Pfft. That RSS puny.

Before Google Reader, I used NetNewsWire (and before that, del.icio.us/naum/blog), but after 1000+ feeds, it made my Mac sputter and smoke, with all the disk thrashing. And it really never matched the way I wish to peruse news feeds.

First off, the biggest misnomer is the news-reader idiom. That falsely gives off the vibe of the daily news, like Walter Kronkite of the 1970s embalmed into postmodern net form. When the idea really should be centered on  providing a more efficient manner to scan new stuff that’s been added to web sites you believe offer content of value (or potentially of value)

And a grossly error would be to consider it a stream that I am compelled for each sitting to hunker down and consume, dutifully poring over every post, and obediently toggling the unread flag for each article read. Instead, I view it as a pool to wade in, to sup the pleasant fare, note the utilitarian, browse the mildly interesting bits, scan a significant lot, and ignore all the rest. If I miss a day or a week, no problem, “Mark all as read” comes to the rescue.

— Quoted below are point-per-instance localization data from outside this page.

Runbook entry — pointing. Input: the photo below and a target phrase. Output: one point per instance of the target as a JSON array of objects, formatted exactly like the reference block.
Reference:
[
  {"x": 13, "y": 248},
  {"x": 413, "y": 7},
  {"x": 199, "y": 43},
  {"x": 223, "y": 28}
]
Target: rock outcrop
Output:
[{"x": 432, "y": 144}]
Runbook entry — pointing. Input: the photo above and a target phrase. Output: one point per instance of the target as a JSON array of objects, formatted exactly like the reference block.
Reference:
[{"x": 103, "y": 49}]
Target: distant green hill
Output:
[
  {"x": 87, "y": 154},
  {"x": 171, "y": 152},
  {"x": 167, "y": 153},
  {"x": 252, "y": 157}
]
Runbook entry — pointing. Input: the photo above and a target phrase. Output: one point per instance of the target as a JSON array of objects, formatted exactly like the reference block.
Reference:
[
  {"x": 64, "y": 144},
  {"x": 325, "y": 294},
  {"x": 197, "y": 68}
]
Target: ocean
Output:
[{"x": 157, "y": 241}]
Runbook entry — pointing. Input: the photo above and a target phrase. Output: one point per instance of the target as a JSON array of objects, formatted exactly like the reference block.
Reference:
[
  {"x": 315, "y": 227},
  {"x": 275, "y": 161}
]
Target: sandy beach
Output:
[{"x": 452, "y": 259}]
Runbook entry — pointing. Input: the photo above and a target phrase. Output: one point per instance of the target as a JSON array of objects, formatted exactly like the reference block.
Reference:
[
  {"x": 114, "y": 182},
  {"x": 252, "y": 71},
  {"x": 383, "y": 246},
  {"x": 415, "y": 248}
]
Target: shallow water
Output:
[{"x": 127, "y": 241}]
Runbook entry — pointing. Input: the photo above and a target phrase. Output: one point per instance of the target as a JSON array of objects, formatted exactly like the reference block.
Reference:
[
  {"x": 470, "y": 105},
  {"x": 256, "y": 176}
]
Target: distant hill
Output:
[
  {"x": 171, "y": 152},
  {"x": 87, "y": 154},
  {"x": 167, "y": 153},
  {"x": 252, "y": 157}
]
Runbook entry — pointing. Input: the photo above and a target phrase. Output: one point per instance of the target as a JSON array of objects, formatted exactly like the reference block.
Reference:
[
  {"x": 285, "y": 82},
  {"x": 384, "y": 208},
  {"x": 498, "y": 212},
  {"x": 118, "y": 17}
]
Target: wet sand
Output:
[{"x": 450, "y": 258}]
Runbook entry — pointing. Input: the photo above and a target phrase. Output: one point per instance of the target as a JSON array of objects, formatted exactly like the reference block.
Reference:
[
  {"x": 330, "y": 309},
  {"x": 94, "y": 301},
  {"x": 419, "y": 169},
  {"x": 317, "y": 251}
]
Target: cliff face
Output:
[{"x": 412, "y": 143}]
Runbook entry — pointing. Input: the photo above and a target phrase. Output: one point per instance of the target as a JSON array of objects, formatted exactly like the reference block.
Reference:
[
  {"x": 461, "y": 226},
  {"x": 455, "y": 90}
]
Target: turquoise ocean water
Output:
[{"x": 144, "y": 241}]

For the biggest benefit (and one which Google enjoys a monopolistic advantage) is the search capability. If I forget where I read something or I wish to get a snap gauge check on a particular topic, an immediate search is info-nirvana.

On the iPhone, however, I’ve yet to see a decent RSS reader client implementation. NetNewsWire works like a ported application with no thought to the mobile platform it runs on. Google Reader is somewhat nicer, but I find the font size to be a tad small (for forty-something eyeballs, at least, may be suitable for you) and the feeds list is just way too awkward to scroll through. The Stanza ereader applications offers the best visual RSS experience but it requires that you “download” a specific feed every time you wish to read a particular site feed.